A review of the interplanetary causes of geomagnetic activity is presented. Intense southward interplanetary magnetic fields in the sheath region ahead of fast interplanetary manifestations of solar CMEs (ICMEs), and the intrinsically high BZ fields of magnetic clouds within ICMEs, are the two most predominant causes of major storms with DST ≤−100 nT. This is true during solar maximum when ICMEs dominate the interplanetary medium and also during the declining phase of the solar cycle when corotating streams and proto-corotating interaction regions (PCIRs) are the dominant large scale structures.
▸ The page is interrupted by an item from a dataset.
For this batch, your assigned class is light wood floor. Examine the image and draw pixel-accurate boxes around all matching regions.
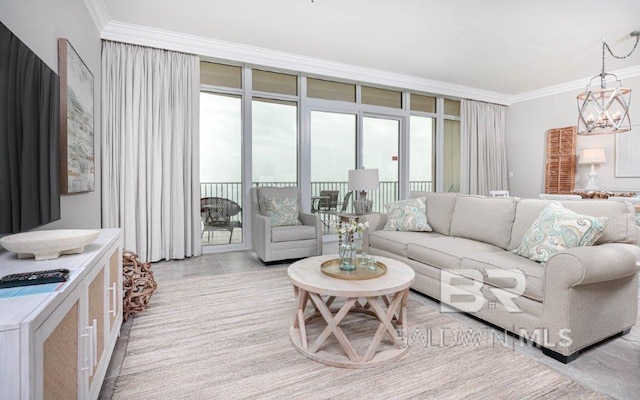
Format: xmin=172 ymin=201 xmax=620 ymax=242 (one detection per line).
xmin=100 ymin=250 xmax=640 ymax=400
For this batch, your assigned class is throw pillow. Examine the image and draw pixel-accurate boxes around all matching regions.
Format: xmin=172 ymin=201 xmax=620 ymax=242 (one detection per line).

PCIRs are high magnetic field regions caused by the interaction of coronal hole high-speed streams with the upstream slow speed streams. PCIRs cause only moderate to weak magnetic storms (rarely storms with DST 〈-−100 nT) because of the highly variable Bz structure within them. It is thought that the Bz fluctuations within the PCIR are compressed high-speed stream Alfvén waves. The Bz fluctuations associated with nonlinear Alfvén waves within the high-speed streams cause continuous auroral activity called HILDCAAs. These HILDCAA events lead to annual AE averages that are sometimes higher during the solar cycle descending phase (such as in 1974) than during solar maximum (1979 or 1981). We quantify an upper limit of the efficiency of viscous interaction energy input into the magnetosphere: 1 to 3 × 10−3 of the solar wind ram energy. This is in contrast to an efficiency of 5 to 10 × 10−2 for magnetic reconnection during substorms and magnetic storms. Finally, a specific mechanism of viscous interaction is explored: low latitude boundary layer (LLBL) resonant wave-particle interactions. The waves are sufficiently intense to cross-field diffuse magnetosheath plasma onto closed field lines to create the LLBL. Pitch angle scattering will lead to auroral energy deposition of ∼ 1 erg cm−2 s−, sufficient for the creation of the dayside aurora.